By a VHEMT Supporter

So what is this issue we need to examine? It's human overpopulation. That stated, I realize why some people might feel uncomfortable discussing this issue.

Some readers might already have three or more children, and the mention of human overpopulation might make them extremely defensive. They might feel unfairly judged, or worse, feel this issue as an attack on their children. I can understand these concerns, which is why I want to make one thing clear from the outset: population control is not about blaming people. Their children were born in the past when most people had no knowledge of population growth and its impact on animals. People with children should not feel threatened. In fact, I don't see why someone with twelve children couldn't be a population control activist - I don't let the fact that I ate meat, eggs, and dairy products for the first fourteen years of my life keep me from promoting veganism now. So if they are not procreating now, what's the difference?

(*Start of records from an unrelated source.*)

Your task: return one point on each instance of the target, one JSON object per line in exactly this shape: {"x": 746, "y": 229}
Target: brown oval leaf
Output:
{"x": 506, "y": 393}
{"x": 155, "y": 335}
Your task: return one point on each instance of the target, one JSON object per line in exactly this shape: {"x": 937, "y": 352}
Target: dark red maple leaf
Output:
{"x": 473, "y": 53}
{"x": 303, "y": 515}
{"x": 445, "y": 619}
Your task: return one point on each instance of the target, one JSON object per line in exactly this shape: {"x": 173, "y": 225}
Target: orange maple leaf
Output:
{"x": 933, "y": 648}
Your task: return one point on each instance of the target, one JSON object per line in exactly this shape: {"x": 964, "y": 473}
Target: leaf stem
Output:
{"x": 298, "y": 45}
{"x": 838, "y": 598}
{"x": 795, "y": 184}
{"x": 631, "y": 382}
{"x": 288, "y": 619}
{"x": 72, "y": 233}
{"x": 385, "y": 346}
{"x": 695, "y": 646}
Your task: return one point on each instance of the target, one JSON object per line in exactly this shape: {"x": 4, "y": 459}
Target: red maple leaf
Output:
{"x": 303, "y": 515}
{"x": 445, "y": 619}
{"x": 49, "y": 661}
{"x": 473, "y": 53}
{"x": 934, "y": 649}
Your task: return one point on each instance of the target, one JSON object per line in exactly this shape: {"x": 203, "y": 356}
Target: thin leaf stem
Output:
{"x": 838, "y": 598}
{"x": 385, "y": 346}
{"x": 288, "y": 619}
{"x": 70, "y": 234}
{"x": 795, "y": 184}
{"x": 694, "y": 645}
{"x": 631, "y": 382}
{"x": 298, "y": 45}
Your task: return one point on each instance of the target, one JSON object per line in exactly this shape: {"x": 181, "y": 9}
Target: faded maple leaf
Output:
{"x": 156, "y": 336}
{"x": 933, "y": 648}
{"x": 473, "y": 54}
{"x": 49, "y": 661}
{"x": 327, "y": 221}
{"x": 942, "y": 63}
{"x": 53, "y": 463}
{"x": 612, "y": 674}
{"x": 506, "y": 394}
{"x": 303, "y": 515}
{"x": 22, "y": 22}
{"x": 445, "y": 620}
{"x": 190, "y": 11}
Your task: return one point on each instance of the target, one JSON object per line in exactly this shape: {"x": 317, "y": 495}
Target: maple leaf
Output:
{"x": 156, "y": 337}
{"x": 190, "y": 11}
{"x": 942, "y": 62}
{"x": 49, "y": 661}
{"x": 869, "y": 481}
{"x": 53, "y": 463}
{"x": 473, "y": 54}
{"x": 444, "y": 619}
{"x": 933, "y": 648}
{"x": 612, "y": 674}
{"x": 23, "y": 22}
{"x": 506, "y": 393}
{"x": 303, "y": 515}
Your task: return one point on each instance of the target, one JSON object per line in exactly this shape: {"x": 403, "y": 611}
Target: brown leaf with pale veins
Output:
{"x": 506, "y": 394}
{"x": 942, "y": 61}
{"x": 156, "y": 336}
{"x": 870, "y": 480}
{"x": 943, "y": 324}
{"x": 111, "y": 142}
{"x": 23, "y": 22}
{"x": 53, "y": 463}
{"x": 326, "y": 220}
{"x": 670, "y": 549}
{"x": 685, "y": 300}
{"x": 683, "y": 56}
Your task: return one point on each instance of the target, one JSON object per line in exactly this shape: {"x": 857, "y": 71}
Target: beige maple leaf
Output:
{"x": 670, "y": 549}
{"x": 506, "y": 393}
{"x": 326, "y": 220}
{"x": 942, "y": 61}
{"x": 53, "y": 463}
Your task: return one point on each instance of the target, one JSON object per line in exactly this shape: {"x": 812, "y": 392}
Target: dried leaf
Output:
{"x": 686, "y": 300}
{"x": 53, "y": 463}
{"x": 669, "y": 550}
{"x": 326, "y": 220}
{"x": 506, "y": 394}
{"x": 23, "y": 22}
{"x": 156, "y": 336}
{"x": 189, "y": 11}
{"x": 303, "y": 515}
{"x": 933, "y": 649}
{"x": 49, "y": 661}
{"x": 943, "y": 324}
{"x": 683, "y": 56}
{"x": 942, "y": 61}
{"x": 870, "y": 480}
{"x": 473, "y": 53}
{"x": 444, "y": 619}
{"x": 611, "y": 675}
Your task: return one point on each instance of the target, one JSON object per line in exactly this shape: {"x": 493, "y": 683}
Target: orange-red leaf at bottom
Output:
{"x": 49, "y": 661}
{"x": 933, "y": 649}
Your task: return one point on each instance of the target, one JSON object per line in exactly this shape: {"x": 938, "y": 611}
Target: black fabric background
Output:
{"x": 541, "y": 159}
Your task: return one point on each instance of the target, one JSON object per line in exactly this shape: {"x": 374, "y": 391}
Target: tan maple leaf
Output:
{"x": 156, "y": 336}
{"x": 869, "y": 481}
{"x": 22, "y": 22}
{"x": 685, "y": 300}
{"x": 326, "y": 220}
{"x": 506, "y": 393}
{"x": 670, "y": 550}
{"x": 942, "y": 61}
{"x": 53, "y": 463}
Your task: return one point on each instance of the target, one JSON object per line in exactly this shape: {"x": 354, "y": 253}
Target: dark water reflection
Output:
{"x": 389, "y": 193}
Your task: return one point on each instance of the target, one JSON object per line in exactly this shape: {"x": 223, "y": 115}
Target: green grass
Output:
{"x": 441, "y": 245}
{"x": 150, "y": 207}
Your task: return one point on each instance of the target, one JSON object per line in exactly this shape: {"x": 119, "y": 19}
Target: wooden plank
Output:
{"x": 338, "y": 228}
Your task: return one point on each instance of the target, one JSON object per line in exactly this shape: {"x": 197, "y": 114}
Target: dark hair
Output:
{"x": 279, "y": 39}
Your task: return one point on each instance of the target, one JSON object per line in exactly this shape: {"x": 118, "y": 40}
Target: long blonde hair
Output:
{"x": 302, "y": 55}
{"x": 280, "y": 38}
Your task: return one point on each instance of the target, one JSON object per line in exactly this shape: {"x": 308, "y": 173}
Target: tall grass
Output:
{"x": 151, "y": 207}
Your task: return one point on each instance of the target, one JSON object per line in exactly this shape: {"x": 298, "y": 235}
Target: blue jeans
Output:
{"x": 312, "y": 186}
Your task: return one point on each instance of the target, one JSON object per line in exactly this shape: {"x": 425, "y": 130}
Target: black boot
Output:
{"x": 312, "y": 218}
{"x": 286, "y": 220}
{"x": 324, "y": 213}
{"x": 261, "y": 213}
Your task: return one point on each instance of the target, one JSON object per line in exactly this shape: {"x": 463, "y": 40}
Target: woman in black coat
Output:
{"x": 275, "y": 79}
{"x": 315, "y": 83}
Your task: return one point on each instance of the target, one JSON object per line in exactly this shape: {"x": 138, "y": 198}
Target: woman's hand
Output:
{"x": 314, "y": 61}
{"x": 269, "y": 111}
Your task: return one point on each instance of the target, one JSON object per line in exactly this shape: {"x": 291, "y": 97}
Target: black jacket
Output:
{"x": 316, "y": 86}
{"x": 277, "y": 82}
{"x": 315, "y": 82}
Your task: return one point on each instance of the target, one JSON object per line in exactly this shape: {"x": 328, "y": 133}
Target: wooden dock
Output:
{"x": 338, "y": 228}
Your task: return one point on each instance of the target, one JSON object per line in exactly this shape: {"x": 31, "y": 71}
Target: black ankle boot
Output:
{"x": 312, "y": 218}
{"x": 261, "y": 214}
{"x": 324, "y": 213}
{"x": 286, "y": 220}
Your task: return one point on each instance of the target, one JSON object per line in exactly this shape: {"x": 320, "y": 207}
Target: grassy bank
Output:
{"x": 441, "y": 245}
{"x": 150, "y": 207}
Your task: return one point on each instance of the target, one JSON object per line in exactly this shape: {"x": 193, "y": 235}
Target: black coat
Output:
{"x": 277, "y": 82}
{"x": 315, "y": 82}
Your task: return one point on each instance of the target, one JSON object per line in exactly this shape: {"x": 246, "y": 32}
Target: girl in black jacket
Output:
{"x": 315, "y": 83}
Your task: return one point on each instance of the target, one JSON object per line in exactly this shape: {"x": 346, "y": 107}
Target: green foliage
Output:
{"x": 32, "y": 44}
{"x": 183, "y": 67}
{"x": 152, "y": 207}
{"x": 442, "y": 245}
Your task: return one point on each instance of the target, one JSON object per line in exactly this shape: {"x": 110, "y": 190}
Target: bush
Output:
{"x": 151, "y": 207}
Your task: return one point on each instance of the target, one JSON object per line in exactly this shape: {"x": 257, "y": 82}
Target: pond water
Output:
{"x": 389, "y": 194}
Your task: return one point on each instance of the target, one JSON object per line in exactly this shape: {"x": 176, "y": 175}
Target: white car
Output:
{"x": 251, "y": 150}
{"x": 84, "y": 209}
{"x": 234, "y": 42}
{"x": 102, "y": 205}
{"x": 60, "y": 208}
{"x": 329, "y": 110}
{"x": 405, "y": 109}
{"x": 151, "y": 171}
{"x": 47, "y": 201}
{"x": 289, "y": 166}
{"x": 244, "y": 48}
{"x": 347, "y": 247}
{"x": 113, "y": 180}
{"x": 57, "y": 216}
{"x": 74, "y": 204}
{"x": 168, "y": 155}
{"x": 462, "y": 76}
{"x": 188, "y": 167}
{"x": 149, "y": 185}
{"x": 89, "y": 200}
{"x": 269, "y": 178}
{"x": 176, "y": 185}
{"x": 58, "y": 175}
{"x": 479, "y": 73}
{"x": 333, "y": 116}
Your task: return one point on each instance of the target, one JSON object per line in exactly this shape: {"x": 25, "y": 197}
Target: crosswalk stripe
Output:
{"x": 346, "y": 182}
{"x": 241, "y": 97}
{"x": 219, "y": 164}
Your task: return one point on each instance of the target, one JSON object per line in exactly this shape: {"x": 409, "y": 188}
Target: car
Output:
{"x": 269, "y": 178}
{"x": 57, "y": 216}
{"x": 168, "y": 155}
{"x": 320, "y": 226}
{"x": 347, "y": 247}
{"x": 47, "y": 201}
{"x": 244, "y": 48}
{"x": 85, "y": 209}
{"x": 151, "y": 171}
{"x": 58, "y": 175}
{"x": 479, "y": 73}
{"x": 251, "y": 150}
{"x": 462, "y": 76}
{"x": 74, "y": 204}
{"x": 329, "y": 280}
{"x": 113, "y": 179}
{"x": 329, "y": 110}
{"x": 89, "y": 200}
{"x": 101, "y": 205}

Another reason some people are unwilling to discuss human overpopulation is because of another issue that is inevitably brought up: abortion. Pro-lifers become uncomfortably nervous with this issue because it sounds to them like a license to kill. However, that is not the case. There are many solutions which do not involve abortion, and we should never promote abortion as part of the solution. Any population control campaign that advocates abortion will spend its time debating the ethics of abortion instead of preventing pregnancies. We need to keep people focused on the problem at hand and not get side-tracked by other issues.

The Problem in Human Terms

So what is the problem with human over-population? Well, from a human perspective, the more people we have, the more we exacerbate the conditions of war, famine, nuclear waste, deforestation, urban crowding, pollution, poverty and all other social ills.

How are these problems related to human overpopulation? Take war for example. People are driven to war when they lack the resources or land to provide for themselves. If the United States' population was low enough that it could be sustained by the oil produced within its own boarders, we might have never been involved in the Gulf War. But the United States population is not decreasing, it is increasing by 3 million people every year - 1 million of which is from immigration, and 2 million of which are from births - meaning that we will desire even more resources, and be involved in more wars. If every country had a fraction of their current population, many territorial and ethnic disputes would simply not exist.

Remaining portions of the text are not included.